İran’da faaliyet yürüten, başta TÜDEH olmak üzere, birçok sol partiler, Humeyni ile aynı ağzı kullanıp Qasımlo hareketini, emperyalizme hizmet ve bölücülükle suçlamışlardı. Bu anti Kürd politikalarına rağmen yalakalıkları, partilerinin kapatılmasına, binlerce kadrolarının hapis ve işkenceden geçmesine engel olamamıştı. Tarih Kürd siyasetçilerinin politik duruşlarının haklı olduğunun ispatı ile doludur.
Humeyni geldikten kısa bir süre sonra İslami hükümler devreye girmiş, binlerce yıllık tarih ve kültüre sahip bu halk kara çarşaf, sakal ve caminin içine hapis edilmişti.

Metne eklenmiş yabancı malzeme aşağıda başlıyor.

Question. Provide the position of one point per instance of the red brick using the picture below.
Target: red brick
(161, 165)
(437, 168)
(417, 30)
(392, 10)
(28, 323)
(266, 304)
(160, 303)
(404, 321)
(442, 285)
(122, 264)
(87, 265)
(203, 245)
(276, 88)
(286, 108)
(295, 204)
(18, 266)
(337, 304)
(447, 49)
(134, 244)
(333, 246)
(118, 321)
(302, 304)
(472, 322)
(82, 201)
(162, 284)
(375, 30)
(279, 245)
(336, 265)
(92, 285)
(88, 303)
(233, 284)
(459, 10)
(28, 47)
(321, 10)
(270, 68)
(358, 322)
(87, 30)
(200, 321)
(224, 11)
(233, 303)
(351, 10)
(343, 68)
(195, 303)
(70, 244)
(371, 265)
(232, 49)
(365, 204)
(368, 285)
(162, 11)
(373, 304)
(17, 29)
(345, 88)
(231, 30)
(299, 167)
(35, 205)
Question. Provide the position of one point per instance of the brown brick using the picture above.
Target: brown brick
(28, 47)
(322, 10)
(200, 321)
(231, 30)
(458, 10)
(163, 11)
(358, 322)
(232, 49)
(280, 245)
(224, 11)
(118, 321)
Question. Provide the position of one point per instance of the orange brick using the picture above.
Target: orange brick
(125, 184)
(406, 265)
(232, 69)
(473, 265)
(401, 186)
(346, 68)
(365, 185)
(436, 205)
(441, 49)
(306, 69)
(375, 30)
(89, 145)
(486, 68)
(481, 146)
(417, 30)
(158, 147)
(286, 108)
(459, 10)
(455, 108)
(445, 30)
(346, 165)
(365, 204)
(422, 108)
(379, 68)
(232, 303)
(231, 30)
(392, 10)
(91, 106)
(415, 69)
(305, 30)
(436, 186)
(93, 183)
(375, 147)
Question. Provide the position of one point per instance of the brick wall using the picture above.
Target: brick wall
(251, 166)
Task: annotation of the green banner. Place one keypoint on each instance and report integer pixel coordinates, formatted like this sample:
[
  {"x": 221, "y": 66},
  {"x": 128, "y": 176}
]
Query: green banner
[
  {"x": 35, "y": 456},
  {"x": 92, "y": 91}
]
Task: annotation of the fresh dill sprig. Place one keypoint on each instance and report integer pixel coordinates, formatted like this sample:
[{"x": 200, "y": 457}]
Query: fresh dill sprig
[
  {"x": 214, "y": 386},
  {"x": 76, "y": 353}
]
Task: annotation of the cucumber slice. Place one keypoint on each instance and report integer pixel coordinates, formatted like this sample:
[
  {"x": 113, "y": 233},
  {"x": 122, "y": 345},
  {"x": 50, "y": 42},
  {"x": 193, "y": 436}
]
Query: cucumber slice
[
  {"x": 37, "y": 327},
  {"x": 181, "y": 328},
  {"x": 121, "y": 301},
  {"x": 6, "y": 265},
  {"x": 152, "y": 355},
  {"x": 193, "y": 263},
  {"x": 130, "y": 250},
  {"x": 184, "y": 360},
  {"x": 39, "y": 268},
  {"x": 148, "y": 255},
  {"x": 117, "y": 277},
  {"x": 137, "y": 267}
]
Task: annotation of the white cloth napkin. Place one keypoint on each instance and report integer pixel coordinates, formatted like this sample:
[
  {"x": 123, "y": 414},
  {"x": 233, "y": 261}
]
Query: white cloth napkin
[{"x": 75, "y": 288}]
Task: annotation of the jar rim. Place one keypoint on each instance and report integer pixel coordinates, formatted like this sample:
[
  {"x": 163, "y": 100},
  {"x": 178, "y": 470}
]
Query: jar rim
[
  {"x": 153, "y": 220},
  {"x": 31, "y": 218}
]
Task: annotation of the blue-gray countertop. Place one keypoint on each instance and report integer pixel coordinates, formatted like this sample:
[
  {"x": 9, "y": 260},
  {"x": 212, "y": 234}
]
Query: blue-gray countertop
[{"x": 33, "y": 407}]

Ülkenin yeni sahibi konumunda olan tek şahıs İmam Humeyni ve ekibiydi. Tahran’ın sokakları tek renk olan kara çarşaflı kadınlar ve cübbeli Ahmet gibileri ile dolmuştu. İnsan hakları ve evrensel değerler giderek küresel sermayenin ve tekellerinin gölgesinde kalmaktadır.
BM eski yaptırım ve müdahale gücü giderek azalmakta ve edilgen bir konum arz etmektedir.
Düşmana ekonomik zarar vermeyen bir politika bizi sadece onlardan yana asimle eder. Giderek onlara benzeriz.
Halkımızın mücadelesine öncülük yaptığını iddia eden partilerin, güç birliği yapmamaları büyük fırsatları kaçırmalarına yol açar.
Kürd partilerinin yöneticileri, halkımızı ve kendi kadroları, ”kurtarıcı, peygamber” diye sunulan kişilerin aslında “şeytani” planlarının peşinde olduklarını unutmamalıdırlar. İnsana tapma, taşa tapma arasında bir fark yoktur. Hatta taşa, insan eli değmediği sürece durduğu yerden hiçbir kimseye zararı dokunmaz.
Ulusal haklarımızı elde etmek, Kürd halkını bir statü sahibi yaparak özgürlüğüne kavuşturmak giderek zorlaşmaktadır.